The city's affordability and edgy culture is helping turn it into a world-class high-tech center.
Berlin will become the new German headquarters of Twitter, according to recent reports. The city is a long-established center of arts and culture, and in recent years has emerged as an attractive center for both German and expatriates members of the creative class.
But it has, until recently, struggled as a center of high-tech industry. A least one urban economist casts Berlin as the exemplar of a culturally creative city which has failed to stimulate a vibrant high-tech cluster and knowledge economy.
That appears to be changing. Twitter selected Berlin over Frankfurt, the country's industrial and financial hub, Hamburg (home to Facebook and Google), and Munich, where Apple, Amazon and Microsoft are based.
Twitter has traditionally eschewed suburban "nerdistan" locations for urban centers. The company is headquartered in downtown San Francisco (not Silicon Valley) and it has offices in New York, London, and Dublin. Co-founder Jack Dorsey has a life-long passion for cities, telling Vanity Fair that his "ultimate aspiration" is to "become Mayor of New York."
"What gets me really energized," he told the magazine, "is thinking about activity within a city."
Berlin is a magnet for talent, with more than 40 percent of its workforce in the creative class. It has long been a center for bohemian and gay culture; Berlin's current mayor is gay. And it affords vibrant arts, culture, and food scenes while offering neighborhoods with still affordable rent.
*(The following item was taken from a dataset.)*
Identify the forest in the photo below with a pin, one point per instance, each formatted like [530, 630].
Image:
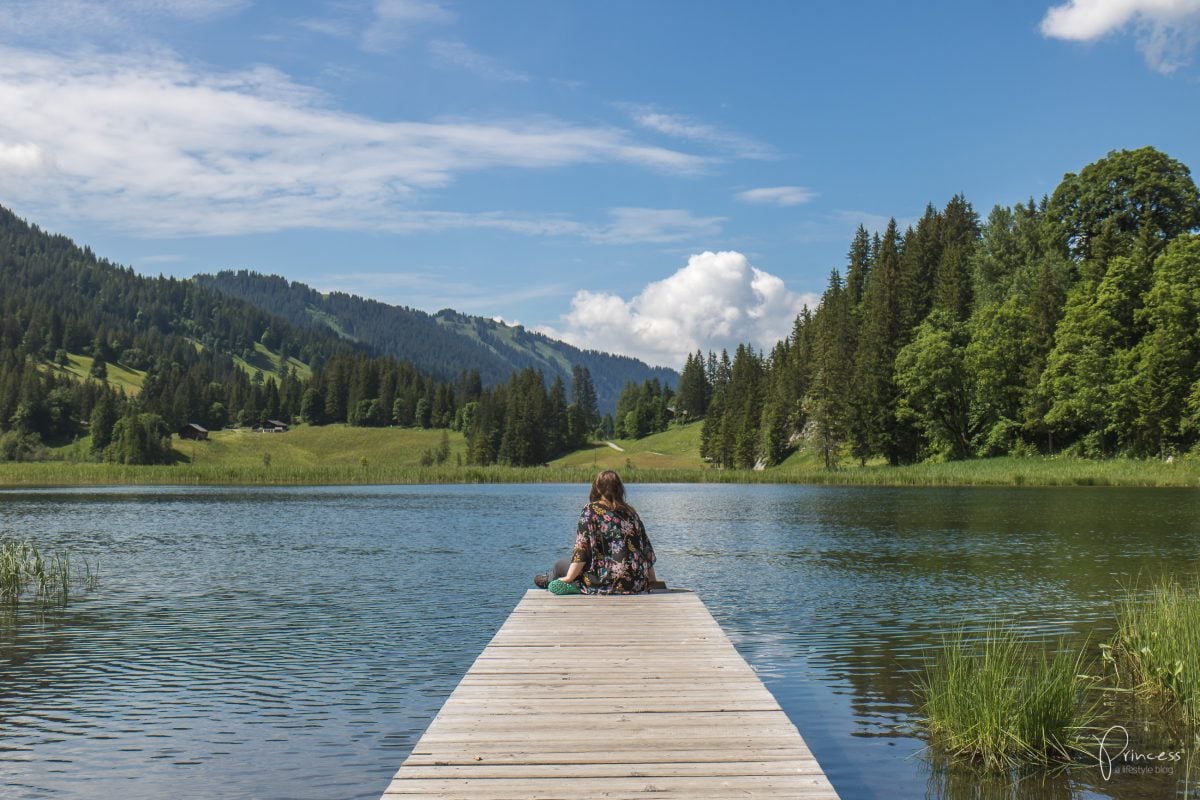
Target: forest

It's home to a budding high-tech scene as well. After a recent visit, Om Malik, writing for Gigaom, speculated that the city "is poised to be Europe's new tech hub." He writes:
The lack of classical German industries means it is a city with fewer jobs than other parts of Germany. It also means the city has lower wages compared to the rest of Germany and much of Europe. The sprawling nature of the city means that Berlin has lots of real estate. And that means low rents – catnip for artists, musicians and yes, the start-up community.
The entrepreneurship is rampant in this city. Some say there are somewhere between 100 to 400 startups in Berlin. I was in Berlin for about 70 hours and I met with over 40. I am pretty sure – if I stuck around for another week — I would have met many more. The central Mitte district that is home to many of these is called Silicon Allee (aka Silicon Avenue.) Cafe St. Oberholz is a favorite gathering place of the Internet types.